LOS ANGELES—The legal case pitting Donald Trump against Stormy Daniels appears to be headed for another momentous week, a week set to culminate in Daniels’ potentially explosive interview airing on CBS News' 60 Minutes—but which started with the revelation that attempts by Trump’s lawyer to silence Daniels over her alleged decade-old affair with Trump began as far back as seven years ago.
Daniels’ lawsuit against Trump was moved to federal court last week as well, after Trump and his “fix-it guy” Michael Cohen filed a motion to remove the case from Los Angeles County Superior Court.
The motion, which also claims that Daniels owes Trump a whopping $20 million for supposedly violating their non-disclosure agreement about the alleged affair, is particularly significant in that it marks the first time that Trump himself has attached his name to the case.
Trump has made no public comments about the Daniels lawsuit or affair, though White House Press Secretary Sarah Huckabee Sanders has called reports of the affair “false.” By attaching his name to the case, Trump appears to acknowledge that the affair actually took place.

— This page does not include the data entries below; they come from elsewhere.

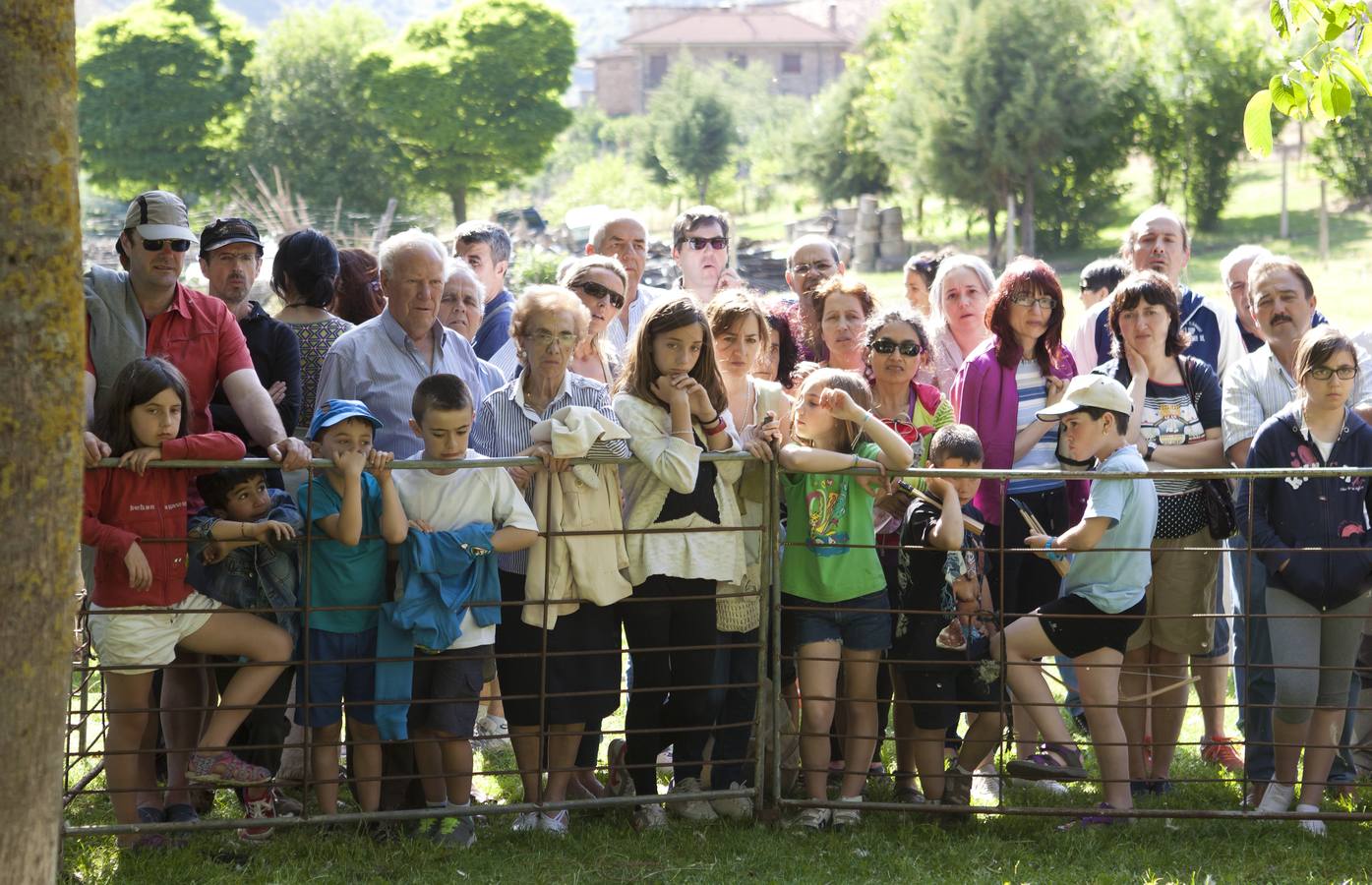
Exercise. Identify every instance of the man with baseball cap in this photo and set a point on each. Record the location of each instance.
(231, 257)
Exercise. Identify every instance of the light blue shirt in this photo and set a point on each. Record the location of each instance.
(381, 365)
(1113, 576)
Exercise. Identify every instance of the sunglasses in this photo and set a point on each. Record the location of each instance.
(701, 242)
(886, 346)
(177, 246)
(598, 291)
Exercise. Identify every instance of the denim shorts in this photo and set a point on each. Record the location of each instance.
(862, 624)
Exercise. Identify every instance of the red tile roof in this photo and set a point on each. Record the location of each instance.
(729, 28)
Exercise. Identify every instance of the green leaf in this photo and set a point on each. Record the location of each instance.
(1257, 124)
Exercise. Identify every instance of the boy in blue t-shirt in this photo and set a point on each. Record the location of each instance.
(1104, 600)
(346, 568)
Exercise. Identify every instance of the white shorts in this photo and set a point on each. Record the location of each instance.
(145, 639)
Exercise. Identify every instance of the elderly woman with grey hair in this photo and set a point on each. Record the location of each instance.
(958, 302)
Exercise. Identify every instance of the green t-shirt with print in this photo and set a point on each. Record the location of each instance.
(830, 555)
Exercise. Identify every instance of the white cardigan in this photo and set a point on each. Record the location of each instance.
(664, 462)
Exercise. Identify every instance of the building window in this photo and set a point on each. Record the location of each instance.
(656, 70)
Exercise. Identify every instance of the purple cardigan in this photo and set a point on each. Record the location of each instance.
(986, 398)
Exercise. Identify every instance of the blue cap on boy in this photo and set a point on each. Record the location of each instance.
(335, 410)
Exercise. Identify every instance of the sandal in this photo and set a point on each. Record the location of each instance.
(1052, 762)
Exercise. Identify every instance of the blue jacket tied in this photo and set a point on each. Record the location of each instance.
(442, 573)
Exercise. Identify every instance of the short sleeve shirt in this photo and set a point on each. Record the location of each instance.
(830, 541)
(1114, 573)
(339, 573)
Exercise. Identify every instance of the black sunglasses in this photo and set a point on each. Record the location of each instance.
(177, 246)
(886, 346)
(701, 242)
(596, 290)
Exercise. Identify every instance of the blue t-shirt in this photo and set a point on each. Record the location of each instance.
(339, 573)
(1114, 575)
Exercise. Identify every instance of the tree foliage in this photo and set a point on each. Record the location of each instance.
(160, 90)
(1322, 80)
(308, 118)
(693, 125)
(473, 97)
(1343, 153)
(1192, 118)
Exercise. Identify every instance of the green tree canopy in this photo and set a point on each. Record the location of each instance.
(473, 96)
(308, 117)
(160, 87)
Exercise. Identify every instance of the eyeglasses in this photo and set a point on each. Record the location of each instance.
(545, 339)
(888, 346)
(1324, 374)
(598, 291)
(155, 246)
(818, 266)
(701, 242)
(1025, 299)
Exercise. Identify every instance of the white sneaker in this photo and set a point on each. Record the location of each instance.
(1277, 798)
(735, 808)
(525, 822)
(690, 809)
(1313, 828)
(492, 733)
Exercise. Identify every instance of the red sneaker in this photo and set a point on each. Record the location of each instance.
(1219, 750)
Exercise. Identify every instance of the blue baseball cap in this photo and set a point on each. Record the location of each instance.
(336, 410)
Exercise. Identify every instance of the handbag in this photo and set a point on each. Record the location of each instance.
(1220, 513)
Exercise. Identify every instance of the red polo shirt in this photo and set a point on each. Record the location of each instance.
(199, 336)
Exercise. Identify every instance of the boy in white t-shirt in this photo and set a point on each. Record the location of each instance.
(447, 683)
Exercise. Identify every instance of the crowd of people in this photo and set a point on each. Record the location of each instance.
(437, 606)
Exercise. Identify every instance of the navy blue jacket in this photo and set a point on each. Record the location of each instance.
(1310, 512)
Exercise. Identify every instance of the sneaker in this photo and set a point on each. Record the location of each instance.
(555, 823)
(649, 816)
(735, 807)
(257, 805)
(617, 778)
(225, 770)
(1313, 828)
(525, 822)
(1220, 750)
(492, 733)
(847, 814)
(812, 819)
(693, 808)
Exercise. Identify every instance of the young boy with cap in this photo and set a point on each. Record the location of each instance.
(351, 514)
(1104, 594)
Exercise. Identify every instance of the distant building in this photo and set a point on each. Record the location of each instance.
(805, 55)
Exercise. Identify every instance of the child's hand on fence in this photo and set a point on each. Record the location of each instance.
(140, 457)
(140, 573)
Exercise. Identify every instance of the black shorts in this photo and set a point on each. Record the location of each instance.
(938, 696)
(1087, 628)
(447, 690)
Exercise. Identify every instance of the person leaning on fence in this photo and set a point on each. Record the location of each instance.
(243, 554)
(1104, 600)
(1174, 424)
(1316, 601)
(944, 623)
(548, 698)
(473, 512)
(671, 401)
(142, 607)
(354, 512)
(832, 579)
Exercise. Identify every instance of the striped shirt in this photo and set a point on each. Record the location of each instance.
(379, 364)
(1258, 385)
(506, 423)
(1034, 398)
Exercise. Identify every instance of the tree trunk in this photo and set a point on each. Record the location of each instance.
(458, 198)
(40, 413)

Reports surfaced in January that Trump, or at least Cohen, paid $130,000 in “hush money” to shut Daniels up just a few weeks before the 2016 presidential election. But on Sunday, The Washington Post reported that Cohen first attempted to silence Daniels in 2011, even making a vague verbal threat to Daniels’ then-manager.
At the time, Daniels had a deal to give an interview about the alleged affair to Bauer Publications, owner of the celebrity magazine InTouch Weekly and other similar magazines, the Post reported.
But Cohen placed a call seeking to speak to Gina Rodriguez, who then represented Daniels. According to the Post report, Rodriguez's then-husband Randy Spears took the call, and reported that Cohen conveyed a threat to Rodriguez.
“You tell Gina that if she ever wants to work in this town again, she’ll call me immediately,” Cohen told Spears, according to the Post report.
Daniels backed out of her deal with Bauer Publications, though whether her change of heart occurred before or after Cohen’s reported threat is unclear. Earlier this year, InTouch Weekly published a 2011 interview with Daniels in which she gave details of sexual encounters with Trump.
On Friday, Daniels current lawyer Michael Avenatti alleged that Daniels had been on the receiving end of credible threats to her physical safety, and that the threats had been recent. Avenatti also said that he himself had also received credible threats.
Avenatti appeared unfazed by the removal of Daniels case from Los Angeles to a federal court. On Sunday, he posted a message to his Twitter account noting that last year, he won a $454 million damages judgment in federal court in a case involving faulty surgical gowns.
Daniels’ interview on 60 Minutes is scheduled for broadcast on Sunday, March 25.